Não são poucas as tentativas de relacionar estes dois campos – a arquitetura e o cinema –, e teorias vem sendo desenvolvidas desde o surgimento deste último em 1895 com o primeiro filme produzido pelos Irmãos Lumière intitulado L'arrivée d'un train en gare de La Ciotat [6]. Como o nome do filme sugere, trata-se da filmagem da chegada de um trem à estação de La Ciolat e desde este momento, em que projetava-se sobre uma tela bidimensional alguns símbolos do mundo moderno, estava fecundado o gérmen da relação entre a arquitetura, a cidade e a sétima arte.

Não discorreremos aqui sobre as especulações que aproximam e tensionam estes dois campos, porém, a partir das observações de Choisy sobre a Acrópole, tomaremos duas ideias – uma de um arquiteto e outra de um cineasta – que tratam do movimento do observador no espaço que poderão nos servir de base para estabelecer relações entre a arquitetura e o cinema: a promenade architecturale de Le Corbusier e a montagem sequencial de Sergei Eisenstein.

Ambas as teorias trabalham com os mesmos temas – movimento, espaço, sequência etc. – porém de modos ligeiramente diferentes, e é sabido que além de conhecerem e apreciarem o trabalho um do outro, tanto Eisenstein como Le Corbusier têm um grande débito com Choisy e seus estudos sobre Atenas.[7]

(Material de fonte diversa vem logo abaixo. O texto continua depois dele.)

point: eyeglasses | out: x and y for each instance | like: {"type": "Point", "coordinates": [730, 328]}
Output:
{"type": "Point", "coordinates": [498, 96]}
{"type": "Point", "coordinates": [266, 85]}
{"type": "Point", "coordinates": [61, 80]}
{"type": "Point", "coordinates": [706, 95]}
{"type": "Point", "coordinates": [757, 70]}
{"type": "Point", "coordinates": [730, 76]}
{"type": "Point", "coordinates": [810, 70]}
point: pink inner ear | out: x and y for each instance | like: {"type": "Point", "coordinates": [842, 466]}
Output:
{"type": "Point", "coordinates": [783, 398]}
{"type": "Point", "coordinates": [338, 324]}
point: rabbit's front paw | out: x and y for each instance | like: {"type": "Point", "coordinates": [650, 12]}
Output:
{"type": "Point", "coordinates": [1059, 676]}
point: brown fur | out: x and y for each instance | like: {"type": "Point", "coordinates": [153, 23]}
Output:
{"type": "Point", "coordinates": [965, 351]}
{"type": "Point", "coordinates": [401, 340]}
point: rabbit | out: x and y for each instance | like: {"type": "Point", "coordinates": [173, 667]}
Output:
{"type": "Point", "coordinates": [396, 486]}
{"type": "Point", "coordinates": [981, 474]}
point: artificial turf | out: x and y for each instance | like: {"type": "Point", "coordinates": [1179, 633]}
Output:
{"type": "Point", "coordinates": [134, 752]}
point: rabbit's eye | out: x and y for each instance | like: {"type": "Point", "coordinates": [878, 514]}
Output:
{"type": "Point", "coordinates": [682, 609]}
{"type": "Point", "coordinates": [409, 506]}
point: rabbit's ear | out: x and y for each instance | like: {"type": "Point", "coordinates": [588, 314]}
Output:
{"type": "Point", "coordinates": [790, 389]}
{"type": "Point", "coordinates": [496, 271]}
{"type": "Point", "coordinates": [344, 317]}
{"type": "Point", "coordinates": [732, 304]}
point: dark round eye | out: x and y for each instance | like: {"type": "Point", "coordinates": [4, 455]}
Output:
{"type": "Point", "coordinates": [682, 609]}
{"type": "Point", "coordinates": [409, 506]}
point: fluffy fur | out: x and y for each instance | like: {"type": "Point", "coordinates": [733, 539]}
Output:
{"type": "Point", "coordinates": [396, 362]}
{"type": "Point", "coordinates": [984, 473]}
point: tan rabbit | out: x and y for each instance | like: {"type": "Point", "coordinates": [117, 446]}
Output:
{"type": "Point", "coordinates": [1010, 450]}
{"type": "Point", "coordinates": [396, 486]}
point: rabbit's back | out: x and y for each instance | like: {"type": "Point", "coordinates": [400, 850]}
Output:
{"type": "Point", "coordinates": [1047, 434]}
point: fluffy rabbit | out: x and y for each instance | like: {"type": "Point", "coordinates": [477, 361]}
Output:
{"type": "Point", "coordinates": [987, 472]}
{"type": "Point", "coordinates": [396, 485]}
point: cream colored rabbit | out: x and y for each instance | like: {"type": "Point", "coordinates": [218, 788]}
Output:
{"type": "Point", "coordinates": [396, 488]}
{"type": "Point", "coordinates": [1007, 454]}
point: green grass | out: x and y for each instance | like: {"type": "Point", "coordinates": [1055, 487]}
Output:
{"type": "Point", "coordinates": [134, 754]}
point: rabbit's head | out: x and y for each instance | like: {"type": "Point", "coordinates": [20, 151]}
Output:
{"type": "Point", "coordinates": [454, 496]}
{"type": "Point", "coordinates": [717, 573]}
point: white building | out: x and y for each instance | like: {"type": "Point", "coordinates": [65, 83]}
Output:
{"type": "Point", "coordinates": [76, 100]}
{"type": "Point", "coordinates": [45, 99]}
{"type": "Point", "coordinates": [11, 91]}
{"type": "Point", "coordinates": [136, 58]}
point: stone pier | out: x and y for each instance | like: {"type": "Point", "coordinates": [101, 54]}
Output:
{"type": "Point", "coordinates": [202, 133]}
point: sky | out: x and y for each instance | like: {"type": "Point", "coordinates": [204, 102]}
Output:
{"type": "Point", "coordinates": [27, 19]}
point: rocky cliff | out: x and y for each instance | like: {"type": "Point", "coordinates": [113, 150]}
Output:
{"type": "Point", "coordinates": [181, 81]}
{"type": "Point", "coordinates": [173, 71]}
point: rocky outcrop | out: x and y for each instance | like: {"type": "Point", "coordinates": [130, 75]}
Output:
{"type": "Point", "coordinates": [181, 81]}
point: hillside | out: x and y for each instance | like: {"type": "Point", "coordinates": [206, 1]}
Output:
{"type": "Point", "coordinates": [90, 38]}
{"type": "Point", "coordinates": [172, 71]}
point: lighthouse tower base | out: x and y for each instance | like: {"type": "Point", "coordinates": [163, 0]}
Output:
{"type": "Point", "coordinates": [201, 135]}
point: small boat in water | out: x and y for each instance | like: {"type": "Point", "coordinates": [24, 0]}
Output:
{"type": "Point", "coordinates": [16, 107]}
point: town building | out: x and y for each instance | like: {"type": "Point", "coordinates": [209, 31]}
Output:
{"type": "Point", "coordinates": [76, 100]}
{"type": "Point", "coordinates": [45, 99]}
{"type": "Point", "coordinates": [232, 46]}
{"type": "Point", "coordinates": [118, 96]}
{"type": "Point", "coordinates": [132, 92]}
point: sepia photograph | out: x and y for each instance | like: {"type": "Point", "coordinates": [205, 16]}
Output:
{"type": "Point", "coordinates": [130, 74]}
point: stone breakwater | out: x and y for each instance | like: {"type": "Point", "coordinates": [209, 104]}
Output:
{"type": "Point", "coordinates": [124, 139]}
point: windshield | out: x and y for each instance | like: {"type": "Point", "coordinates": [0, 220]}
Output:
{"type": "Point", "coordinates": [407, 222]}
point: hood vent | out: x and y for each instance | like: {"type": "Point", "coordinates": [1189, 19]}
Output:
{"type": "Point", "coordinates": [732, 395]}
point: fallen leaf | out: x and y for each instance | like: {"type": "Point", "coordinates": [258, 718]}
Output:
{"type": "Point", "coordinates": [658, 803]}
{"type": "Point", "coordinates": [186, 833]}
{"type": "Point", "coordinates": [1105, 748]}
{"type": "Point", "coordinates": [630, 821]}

Antes de nos aprofundar no vínculo entre a Acrópole e as duas teorias e tentar entender de que modo a montagem sequencial e a promenade oferecem uma explicação retroativa e coerente para a organização das massas construídas em Atenas, convém discorrer brevemente a respeito das ideias de Le Corbusier e Sergei Eisenstein sobre como o movimento do observador no espaço constrói uma sequência de imagens que corresponde, em última instância, ao efeito da montagem cinematográfica. Em outras palavras, deslocando-se pelo espaço construído, o observador o experiencia da mesma forma como assiste a um filme: através de imagens que vão, pouco a pouco, se revelando, ocultando e mudando de proporção na medida em que ele se aproxima ou afasta dos volumes construídos.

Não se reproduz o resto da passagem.